El lector avezado sabrá que son las compañías las que envían los juegos a los medios de comunicación. Son instrumentos necesarios para realizar nuestro trabajo, pero no siempre están a disposición del periodista. Y es que se ha extendido la práctica de enviar kits de prensa muy lustrosos que quedan muy bien en la estantería, pero que no ayudan precisamente a que todos los compañeros reciban su copia a tiempo. Son muchas las editoras que no ceden las unidades de promoción hasta que el título ya está en las tiendas, mientras que un reducto de medios publica su texto a tiempo. Es la pescadilla que se muerde la cola, porque queremos seguir creciendo, pero sentimos como los leones nos despedazan sin tener la opción de hacerles frente.
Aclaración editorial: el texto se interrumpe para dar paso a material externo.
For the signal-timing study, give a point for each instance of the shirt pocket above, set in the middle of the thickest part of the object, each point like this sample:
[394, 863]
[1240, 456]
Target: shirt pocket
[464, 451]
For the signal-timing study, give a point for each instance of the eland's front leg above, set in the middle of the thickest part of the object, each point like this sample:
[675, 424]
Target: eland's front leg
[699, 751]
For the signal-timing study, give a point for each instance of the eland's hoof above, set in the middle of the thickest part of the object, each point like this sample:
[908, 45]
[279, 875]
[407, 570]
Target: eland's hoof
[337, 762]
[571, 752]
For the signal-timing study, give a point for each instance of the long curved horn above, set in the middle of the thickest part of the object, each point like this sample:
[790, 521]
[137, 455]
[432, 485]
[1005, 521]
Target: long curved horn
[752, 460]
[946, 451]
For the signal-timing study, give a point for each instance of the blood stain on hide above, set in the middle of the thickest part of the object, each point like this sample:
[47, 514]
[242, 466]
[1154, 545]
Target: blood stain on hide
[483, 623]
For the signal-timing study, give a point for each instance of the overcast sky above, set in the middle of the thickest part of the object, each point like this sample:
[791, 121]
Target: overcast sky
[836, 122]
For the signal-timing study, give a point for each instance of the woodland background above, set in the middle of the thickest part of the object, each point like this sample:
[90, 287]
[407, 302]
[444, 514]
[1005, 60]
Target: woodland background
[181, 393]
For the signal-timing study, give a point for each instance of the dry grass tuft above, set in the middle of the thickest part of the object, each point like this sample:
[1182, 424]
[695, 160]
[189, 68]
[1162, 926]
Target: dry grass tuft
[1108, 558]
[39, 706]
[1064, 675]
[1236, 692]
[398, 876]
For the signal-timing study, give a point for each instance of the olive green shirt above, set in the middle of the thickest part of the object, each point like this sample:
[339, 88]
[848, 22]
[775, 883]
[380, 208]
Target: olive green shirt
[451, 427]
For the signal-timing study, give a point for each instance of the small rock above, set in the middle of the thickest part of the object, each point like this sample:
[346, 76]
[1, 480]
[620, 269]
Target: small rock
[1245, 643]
Estas últimas semanas he estado charlando con compañeros, algunos de medios mucho más grandes que GTM, además de excelentes periodistas. Somos muchos los que coincidimos en que las versiones especiales de prensa no deberían de existir. El código de descarga es una vía rápida para que las editoras puedan enviar los juegos rápidamente y sin la necesidad de depender mensajeros. También es una forma de democratizar el periodismo, en tanto en cuanto todos tenemos la opción de publicar los textos al mismo tiempo. Los periodistas no estamos para lucir ediciones de lujo ni para presumir de juegos en una estantería acicalada, sino para transmitir nuestra visión a los lectores a través de la crítica y del comentario argumentado. El profesional que desee una versión de coleccionista debe de pagarla con su dinero como el resto de clientes, ni más ni menos. Entiendo naturalmente que las empresas siguen una estrategia comercial y que es su labor intentar vender sus juegos a toda costa. El tira y afloja entre distribuidoras y medios de comunicación no va a cesar nunca, pero es posible que haya que variar algunas cosas para que esas relaciones no dañen innecesariamente a ninguna de las partes.